While the Americans wait for their promised babies to be relinquished by the stork of bureaucracy, the audience gets to know some of the locals, including one of the hotel maids whose youth belies her responsibility as household head, and a young girl whose pregnancy rests in the hands of a forceful mother, intent on putting the baby up for adoption. A homeless little boy, trying each day to scratch out enough money to buy spray paint to inhale with his two brothers, dashes in and out of the street scenes and adds one of the movie’s more disturbingly lovely shots as he lies on the beach at night with his cherubic features smudged with gold paint and watches the falling stars.

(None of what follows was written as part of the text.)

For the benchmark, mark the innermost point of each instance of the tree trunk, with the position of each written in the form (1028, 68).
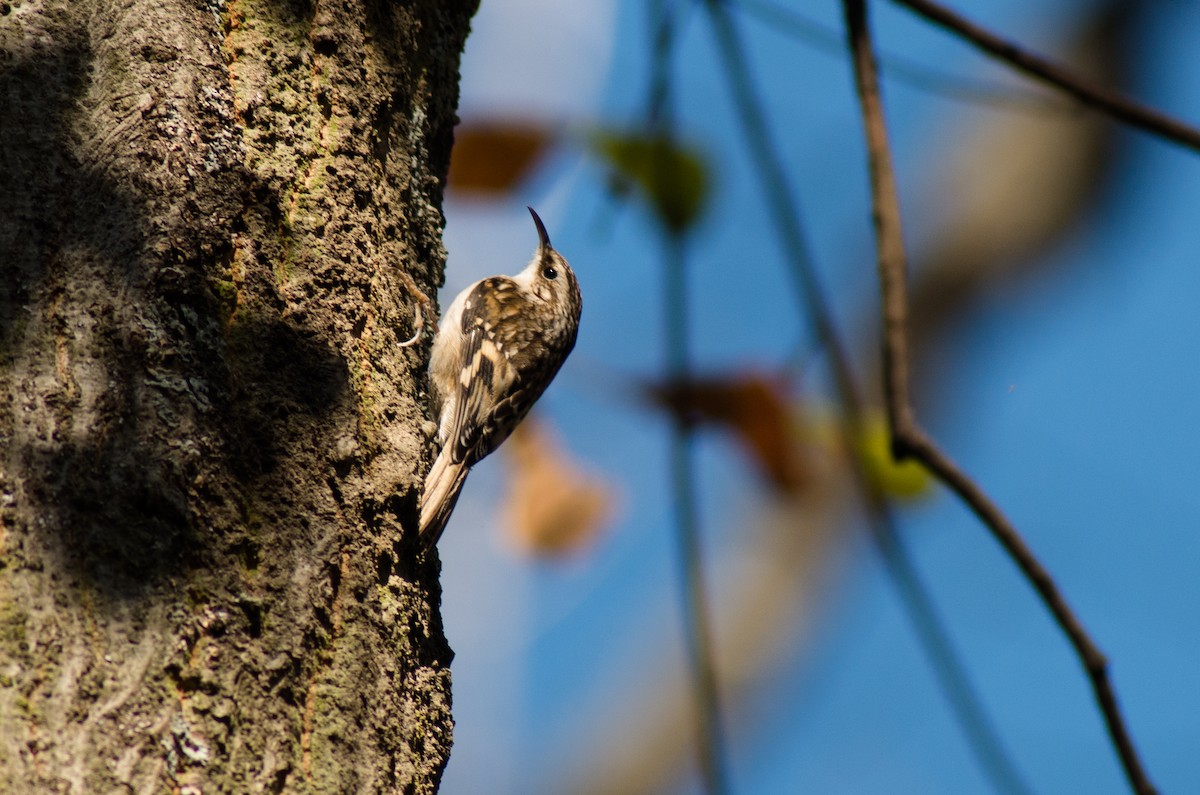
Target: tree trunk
(215, 221)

Sayles wants to keep you off balance, never letting you root for any character for more than a few minutes. Is it wrong to have the country’s primary export be its babies? Is it more wrong to leave the babies where they are and let them grow up to be homeless? There are some beautifully written scenes, especially Gyllenhaal on the phone with her husband and the exquisite dialogue between the young maid and Eileen, connecting despite language.

Parents should know that the movie contains strong language in both Spanish and English, and mature themes. The young boys live in extreme poverty, are addicted to paint sniffing, and support themselves by begging and stealing. One of the adult characters lies and steals from the hospitality cart at the hotel. Discussions between characters cover topics including infant illness, medical procedures for fertility and sexual orientation. A character is an alcoholic. Two characters are encouraged if not forced to put their babies up for adoption.

Families who see this film should discuss the different worlds that people are living in within the same hotel. The man at the fort who explains some of the city’s history is desperately trying to leave his country for Philadelphia. Movies directed by Sayles often have history as a theme. Why does history matter so much to the character of the desperate tour guide? Why would Sayles introduce this character in a movie about the “house of the babies”? Characters in this movie have to decide how much they can do to address the problems they see. Families might want to discuss one’s existential response to the question of what to do about an unfit mother: “Be really good mothers to ours.”

Families who enjoyed this movie might wish to see other John Sayles films including The Return of the Secaucus Seven (which is said to have inspired The Big Chill). For those who enjoy Susan Lynch’s performance, Waking Ned Devine is a wickedly funny little movie. One of Francois Truffaut’s best films is Small Change, a lovely and touching film about children.